Description: While lean has seen extensive use as a theorem proving assistant, its capabilities as a computational programming language have been left underutilized. The goal of this project will be to start filling this gap. Along the way, we will learn the basics of functional programming, monads, and Lean’s meta-programming framework to begin implementing algorithms that can both be run efficiently and be reasoned about. Our main goal will be to implement basic algorithms with applications to linear algebra while also proving (in Lean) correctness of said algorithms.
Prerequisites: Lean (recommended), metaprogramming in Lean (recommended)
Reinforcement Learning for Polynomials.
Lead mentor: Jarod Alper
Description:
We will use reinforcement learning to train computers to search for efficient arithmetic circuits computing specific polynomials. This is in some sense a simplified version of proof generation, where computers are trained to search for proofs of theorems, except that in this case the search space is considerably smaller. At the same time, this project may shed some light on some explicit questions in algebraic complexity theory, and specifically the algebraic analogue of P vs NP. Our inspiration is the AlphaZero algorithm for two-player games, which we will adapt to a single-player game. The problem we will attack is to find efficient ways to compute a polynomial f(x_1, ..., x_n) using an arithmetic circuit consisting of + and x gates together with scalar multiplication. Our strategy is to use Monte Carlo Tree Search to train a deep neural network to learn an effective evaluation function (giving a score of how close the current state is from computing the polynomial) and a policy (a probability distribution over the next moves, with higher probability given to moves that simplify the expression). The computer is rewarded when it finds efficient arithmetic circuits.
We aim to submit to one of the major ML conferences such as ICML or ICLR.
Prerequisites: Python (must have), ML experience (must have)
Teaching a computer to knot
Lead mentors: Allison Henrich (Seattle U) and Andrew Tawfeek
Description: Mosaic diagrams were developed in 2008 by Lomanoco and Kauffman to build quantum knot systems. Since then, the structure of mosaics has been widely studied by many others due to their convenient way of encoding a knot in three-dimensional space as a matrix. In 2014, it was shown by Kuriya and Shehab that mosaics are a complete invariant for tame knots, which are the concrete knots we can make with string in everyday life.

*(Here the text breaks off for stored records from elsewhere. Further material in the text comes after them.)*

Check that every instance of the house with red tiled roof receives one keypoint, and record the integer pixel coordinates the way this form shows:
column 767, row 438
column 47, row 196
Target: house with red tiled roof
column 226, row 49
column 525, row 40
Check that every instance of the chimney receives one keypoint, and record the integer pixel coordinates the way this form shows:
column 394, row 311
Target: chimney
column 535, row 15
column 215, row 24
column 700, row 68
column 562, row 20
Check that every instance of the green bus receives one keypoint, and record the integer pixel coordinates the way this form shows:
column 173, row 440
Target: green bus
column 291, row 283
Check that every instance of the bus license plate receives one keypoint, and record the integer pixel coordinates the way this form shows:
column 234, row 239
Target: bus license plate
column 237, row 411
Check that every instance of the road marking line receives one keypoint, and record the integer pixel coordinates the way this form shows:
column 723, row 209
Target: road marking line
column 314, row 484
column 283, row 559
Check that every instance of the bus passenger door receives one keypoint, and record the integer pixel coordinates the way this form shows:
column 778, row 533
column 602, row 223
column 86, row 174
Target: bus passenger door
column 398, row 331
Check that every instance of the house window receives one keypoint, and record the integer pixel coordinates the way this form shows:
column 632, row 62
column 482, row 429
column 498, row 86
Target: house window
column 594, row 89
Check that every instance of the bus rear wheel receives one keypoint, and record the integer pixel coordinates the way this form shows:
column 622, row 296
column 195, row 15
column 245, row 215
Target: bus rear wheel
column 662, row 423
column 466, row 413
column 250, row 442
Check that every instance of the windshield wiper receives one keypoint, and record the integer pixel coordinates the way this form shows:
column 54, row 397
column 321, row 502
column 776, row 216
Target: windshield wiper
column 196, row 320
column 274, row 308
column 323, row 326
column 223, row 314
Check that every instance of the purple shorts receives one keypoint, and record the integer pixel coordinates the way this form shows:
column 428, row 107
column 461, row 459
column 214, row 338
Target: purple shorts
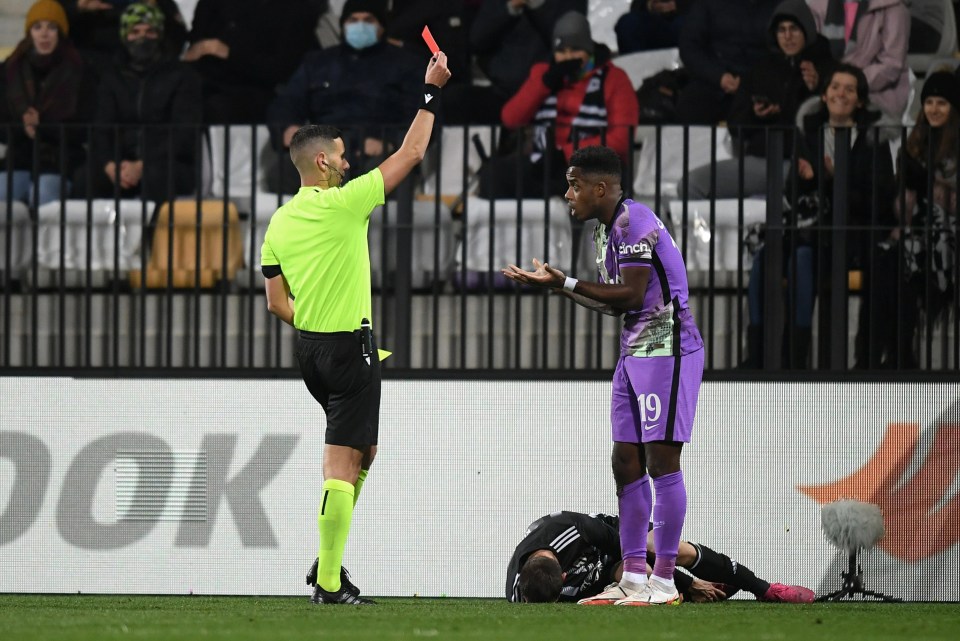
column 655, row 398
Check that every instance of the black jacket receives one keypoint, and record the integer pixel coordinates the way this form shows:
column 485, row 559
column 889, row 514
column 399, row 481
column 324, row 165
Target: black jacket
column 345, row 87
column 506, row 46
column 870, row 185
column 148, row 106
column 721, row 36
column 776, row 78
column 267, row 39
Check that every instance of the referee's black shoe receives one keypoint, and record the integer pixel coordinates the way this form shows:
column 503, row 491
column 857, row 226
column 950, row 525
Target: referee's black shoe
column 340, row 597
column 345, row 581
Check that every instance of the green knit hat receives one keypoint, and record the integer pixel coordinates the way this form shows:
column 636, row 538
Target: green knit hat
column 140, row 13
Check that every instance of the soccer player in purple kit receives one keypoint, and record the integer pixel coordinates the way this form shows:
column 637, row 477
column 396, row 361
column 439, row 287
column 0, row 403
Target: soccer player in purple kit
column 657, row 379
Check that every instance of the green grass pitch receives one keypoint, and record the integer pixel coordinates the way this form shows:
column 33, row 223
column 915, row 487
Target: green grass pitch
column 140, row 618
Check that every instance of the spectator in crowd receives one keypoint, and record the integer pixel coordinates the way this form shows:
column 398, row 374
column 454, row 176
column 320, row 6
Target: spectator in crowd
column 650, row 24
column 920, row 274
column 365, row 82
column 927, row 20
column 578, row 99
column 94, row 25
column 45, row 85
column 244, row 49
column 769, row 95
column 131, row 152
column 448, row 21
column 843, row 106
column 506, row 38
column 720, row 41
column 872, row 35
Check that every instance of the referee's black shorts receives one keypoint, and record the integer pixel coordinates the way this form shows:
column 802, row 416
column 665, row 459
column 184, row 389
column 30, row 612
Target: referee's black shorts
column 338, row 376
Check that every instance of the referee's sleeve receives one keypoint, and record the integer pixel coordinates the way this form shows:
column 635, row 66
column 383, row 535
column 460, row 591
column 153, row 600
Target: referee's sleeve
column 269, row 265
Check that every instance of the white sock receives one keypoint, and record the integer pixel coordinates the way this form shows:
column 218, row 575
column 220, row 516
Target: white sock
column 633, row 580
column 664, row 584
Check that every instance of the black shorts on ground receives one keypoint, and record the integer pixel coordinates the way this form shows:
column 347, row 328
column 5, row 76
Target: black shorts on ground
column 334, row 369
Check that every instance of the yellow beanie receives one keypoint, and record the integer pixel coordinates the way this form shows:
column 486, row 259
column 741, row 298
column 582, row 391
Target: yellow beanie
column 48, row 10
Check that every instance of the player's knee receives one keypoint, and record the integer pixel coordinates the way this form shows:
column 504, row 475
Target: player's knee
column 627, row 466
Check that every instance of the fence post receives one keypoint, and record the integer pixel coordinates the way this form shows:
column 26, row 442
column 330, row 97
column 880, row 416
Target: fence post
column 773, row 254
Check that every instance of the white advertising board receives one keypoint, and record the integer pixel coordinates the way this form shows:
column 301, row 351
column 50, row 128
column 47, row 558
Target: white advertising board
column 172, row 486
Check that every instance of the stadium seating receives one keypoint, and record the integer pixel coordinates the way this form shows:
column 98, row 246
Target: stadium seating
column 672, row 167
column 725, row 237
column 15, row 233
column 102, row 237
column 176, row 245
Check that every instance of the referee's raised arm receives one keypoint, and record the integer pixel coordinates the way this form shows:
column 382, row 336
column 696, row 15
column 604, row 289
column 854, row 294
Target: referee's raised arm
column 399, row 164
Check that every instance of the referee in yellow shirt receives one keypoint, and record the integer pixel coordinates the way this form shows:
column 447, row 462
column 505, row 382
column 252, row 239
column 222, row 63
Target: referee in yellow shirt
column 315, row 252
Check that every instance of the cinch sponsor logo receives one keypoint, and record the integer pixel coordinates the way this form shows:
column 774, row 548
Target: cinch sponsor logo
column 638, row 248
column 920, row 516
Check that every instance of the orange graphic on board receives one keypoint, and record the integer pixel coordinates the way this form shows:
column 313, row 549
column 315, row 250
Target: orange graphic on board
column 919, row 517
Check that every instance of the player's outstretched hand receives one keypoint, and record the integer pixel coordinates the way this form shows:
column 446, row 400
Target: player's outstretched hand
column 437, row 72
column 543, row 275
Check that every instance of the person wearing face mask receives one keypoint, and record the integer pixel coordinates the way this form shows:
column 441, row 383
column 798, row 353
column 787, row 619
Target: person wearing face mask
column 843, row 105
column 244, row 49
column 45, row 85
column 132, row 153
column 94, row 25
column 916, row 270
column 769, row 94
column 578, row 99
column 364, row 84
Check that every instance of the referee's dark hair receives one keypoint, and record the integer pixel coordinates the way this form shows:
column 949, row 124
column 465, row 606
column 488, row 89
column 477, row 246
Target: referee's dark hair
column 309, row 133
column 597, row 161
column 541, row 580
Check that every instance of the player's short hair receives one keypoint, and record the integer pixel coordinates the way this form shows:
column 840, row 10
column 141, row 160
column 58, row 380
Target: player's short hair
column 541, row 580
column 597, row 161
column 310, row 133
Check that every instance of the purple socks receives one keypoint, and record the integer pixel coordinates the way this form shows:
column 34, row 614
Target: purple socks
column 668, row 515
column 635, row 500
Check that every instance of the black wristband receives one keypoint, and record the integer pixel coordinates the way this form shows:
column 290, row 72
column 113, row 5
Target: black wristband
column 431, row 98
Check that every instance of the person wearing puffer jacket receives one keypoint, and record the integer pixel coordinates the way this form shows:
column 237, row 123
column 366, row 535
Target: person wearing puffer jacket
column 769, row 95
column 873, row 35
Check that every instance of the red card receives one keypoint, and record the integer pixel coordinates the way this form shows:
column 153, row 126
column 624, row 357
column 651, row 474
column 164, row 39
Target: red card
column 428, row 38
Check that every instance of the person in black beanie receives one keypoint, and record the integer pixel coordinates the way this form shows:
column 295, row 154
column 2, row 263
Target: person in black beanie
column 921, row 271
column 365, row 85
column 244, row 49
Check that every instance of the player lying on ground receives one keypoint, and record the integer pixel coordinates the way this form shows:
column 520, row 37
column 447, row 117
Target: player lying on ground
column 573, row 557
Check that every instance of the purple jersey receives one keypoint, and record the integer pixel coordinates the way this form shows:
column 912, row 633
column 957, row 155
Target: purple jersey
column 664, row 326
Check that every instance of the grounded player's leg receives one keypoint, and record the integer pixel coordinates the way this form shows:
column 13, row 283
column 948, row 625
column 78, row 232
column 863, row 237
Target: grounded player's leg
column 710, row 565
column 719, row 568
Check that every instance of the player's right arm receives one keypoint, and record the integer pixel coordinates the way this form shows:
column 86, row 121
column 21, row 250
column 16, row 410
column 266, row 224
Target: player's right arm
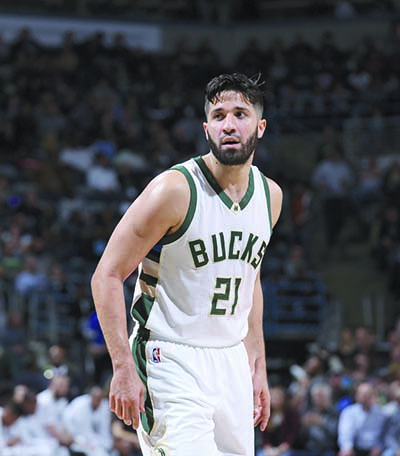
column 159, row 210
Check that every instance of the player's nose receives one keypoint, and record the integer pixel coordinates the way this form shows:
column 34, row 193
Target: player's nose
column 229, row 124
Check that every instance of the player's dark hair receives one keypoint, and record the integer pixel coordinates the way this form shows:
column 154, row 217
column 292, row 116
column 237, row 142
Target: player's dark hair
column 248, row 87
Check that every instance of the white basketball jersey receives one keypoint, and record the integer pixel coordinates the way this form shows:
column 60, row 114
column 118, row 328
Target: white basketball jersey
column 196, row 285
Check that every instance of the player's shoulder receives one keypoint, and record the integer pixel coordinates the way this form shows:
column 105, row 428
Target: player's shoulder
column 170, row 182
column 273, row 187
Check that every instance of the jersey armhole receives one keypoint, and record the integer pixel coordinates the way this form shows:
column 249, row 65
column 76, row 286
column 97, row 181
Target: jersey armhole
column 268, row 198
column 167, row 239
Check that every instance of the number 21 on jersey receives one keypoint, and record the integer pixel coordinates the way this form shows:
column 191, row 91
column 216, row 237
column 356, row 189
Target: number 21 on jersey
column 225, row 296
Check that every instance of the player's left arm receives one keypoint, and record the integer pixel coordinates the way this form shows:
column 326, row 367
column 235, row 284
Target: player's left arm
column 254, row 341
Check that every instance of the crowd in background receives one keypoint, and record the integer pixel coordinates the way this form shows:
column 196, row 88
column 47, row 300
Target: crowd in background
column 84, row 127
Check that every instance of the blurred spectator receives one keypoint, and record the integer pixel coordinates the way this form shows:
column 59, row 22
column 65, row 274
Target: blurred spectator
column 393, row 394
column 344, row 9
column 318, row 430
column 302, row 214
column 51, row 404
column 360, row 425
column 101, row 176
column 333, row 179
column 367, row 194
column 59, row 363
column 7, row 370
column 393, row 371
column 102, row 368
column 30, row 279
column 34, row 436
column 387, row 239
column 346, row 347
column 125, row 440
column 15, row 338
column 283, row 426
column 30, row 373
column 88, row 419
column 391, row 429
column 10, row 435
column 391, row 184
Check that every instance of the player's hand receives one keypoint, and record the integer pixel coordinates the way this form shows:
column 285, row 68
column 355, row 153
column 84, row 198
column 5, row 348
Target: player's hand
column 127, row 395
column 262, row 400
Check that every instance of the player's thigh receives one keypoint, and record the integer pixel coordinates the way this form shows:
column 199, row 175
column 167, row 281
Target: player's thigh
column 234, row 429
column 181, row 415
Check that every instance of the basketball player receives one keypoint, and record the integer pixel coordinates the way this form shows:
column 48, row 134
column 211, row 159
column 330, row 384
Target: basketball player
column 192, row 377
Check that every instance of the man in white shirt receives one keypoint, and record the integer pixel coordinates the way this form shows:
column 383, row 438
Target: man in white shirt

In this project, we will utilize this convenient matrix-encoding of knots to help build and train an AI model to recognize knots through their mosaic representation. To be precise, since knots are fundamentally topological objects with connectivity patterns, we will construct together an appropriate graph neural network and train it together, developing the proper milestones to gauge its progress (e.g. first recognizing connectedness, then number of links, etc.) along the way.